Flash Forward, a pandemic project from the city of Melbourne, has transformed ugly corners of the CBD into dazzling works of art.
Some of the commissioned works have become iconic, to the point that it’s hard to imagine the city without them. How could we ever return to the neutral emptiness of Parliament Station now that we have Drez’s scintillating work at Ulster Place? The concentric rectangles of spectral blues and magenta have connotations of Op Art or light installations by James Turrell. They ingeniously invite you to dive into the network of tunnels below.
All of these artists have a keen eye for design – dead stretches of modernist walls were instantly monumentalized by inventive chromatic abstractions.
But similar things can be achieved with image-making, as with GETNUP’s illusionist blocks and faux brick at McIlwraith Place. The empress of artificial rhythm bricks is George Goodnow, whose fractured strings lessons at Tattersalls Lane will make you dizzy if you study them for too long.
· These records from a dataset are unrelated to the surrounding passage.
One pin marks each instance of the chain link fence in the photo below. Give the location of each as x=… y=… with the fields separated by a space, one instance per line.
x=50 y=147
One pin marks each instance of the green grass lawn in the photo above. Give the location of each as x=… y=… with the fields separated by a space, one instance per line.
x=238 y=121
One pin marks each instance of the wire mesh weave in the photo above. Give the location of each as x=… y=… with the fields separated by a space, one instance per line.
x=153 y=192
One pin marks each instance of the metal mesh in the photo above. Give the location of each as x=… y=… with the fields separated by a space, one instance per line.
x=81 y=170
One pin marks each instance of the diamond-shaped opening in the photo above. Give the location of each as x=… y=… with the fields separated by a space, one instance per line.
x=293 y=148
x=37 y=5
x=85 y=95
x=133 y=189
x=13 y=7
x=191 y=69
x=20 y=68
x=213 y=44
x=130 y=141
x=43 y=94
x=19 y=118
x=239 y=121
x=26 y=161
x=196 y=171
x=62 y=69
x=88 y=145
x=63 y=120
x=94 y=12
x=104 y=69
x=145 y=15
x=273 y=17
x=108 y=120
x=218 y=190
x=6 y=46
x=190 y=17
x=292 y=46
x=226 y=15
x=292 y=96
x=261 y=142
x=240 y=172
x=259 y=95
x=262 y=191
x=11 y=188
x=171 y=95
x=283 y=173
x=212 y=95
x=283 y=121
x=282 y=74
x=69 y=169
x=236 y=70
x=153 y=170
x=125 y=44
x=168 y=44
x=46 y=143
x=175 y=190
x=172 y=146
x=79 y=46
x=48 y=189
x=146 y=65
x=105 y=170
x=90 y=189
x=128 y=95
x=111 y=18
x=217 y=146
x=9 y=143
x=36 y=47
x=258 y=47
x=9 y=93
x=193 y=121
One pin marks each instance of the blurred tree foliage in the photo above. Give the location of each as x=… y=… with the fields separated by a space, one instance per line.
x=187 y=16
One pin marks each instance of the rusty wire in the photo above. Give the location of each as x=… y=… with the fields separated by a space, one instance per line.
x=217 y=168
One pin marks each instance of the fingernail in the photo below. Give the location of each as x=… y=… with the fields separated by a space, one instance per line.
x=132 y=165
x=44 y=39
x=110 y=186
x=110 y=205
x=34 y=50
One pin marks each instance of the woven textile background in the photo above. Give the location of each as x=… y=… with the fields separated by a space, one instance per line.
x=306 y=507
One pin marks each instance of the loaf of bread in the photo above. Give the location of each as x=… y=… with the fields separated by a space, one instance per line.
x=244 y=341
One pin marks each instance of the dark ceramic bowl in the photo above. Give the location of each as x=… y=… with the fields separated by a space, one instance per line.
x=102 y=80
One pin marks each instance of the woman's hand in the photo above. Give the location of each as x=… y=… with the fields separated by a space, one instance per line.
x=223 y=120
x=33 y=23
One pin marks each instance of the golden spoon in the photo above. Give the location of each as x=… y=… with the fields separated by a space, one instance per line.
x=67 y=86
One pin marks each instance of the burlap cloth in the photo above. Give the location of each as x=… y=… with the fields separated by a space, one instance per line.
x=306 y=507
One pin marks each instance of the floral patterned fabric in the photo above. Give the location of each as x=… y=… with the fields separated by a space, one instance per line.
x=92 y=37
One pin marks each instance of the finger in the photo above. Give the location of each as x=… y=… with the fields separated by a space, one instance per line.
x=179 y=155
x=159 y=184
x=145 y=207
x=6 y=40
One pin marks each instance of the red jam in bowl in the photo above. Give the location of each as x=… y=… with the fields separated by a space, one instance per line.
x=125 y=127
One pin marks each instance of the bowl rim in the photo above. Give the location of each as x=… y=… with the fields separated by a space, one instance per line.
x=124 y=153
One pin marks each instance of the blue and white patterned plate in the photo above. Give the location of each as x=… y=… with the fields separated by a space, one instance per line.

These artists avoided the pitfall of simply tattooing a large wall with a pattern. Instead, they took over all of the available space to create a resonant visual architecture in counterpoint to the existing architecture.
The same logic applies to media other than painting. For example, Jarra Karalinar Steel adorned the top of a building in Goldie Place with a neon sign that read: “You are in the countryside”. This strong First Peoples sentiment is all the more powerful in embracing the corporate language of branding, affirming ownership of expensive urban real estate.
Yandell Walton’s countdown has an equally unnerving effect in Platypus Alley. The display tells us the time remaining until 2030, by which time temperatures are expected to have risen by a catastrophic amount.
But not all artists work with paint or neon. Some interesting experiments treat the aisle as if it were a gallery, where exterior light boxes allow photography to flourish in an environment that would otherwise be hostile to it. Jessica Schwientek’s presentation of aisle images is excellent; and so on with the amusing illustrated paintings of Ruofan Lei in Smythe Lane.
Many works have a striking relationship with their site. I like the edge of the wall sticking out into Corrs Lane, which Sarah CrowEST marked with arrows and capital letters: “Close to the edge”. His work in Hughs Alley is equally witty; and in fact the humor is a big part of the project. Bootleg Comics’ work at Crown Place is funny in an absurd vein. Playing back the images might keep you busy longer than you imagine dragging through a dead end.
With black humour, Bacondrum takes you to a morbid work with skulls on the terminal wall of Kirks Lane. It reads “Impasse”.
Many moods and social conditions are represented. I enjoyed Prue Stevenson’s talk on autism at Little William Street. It’s the kind of assertive thing you rarely come across in a gallery.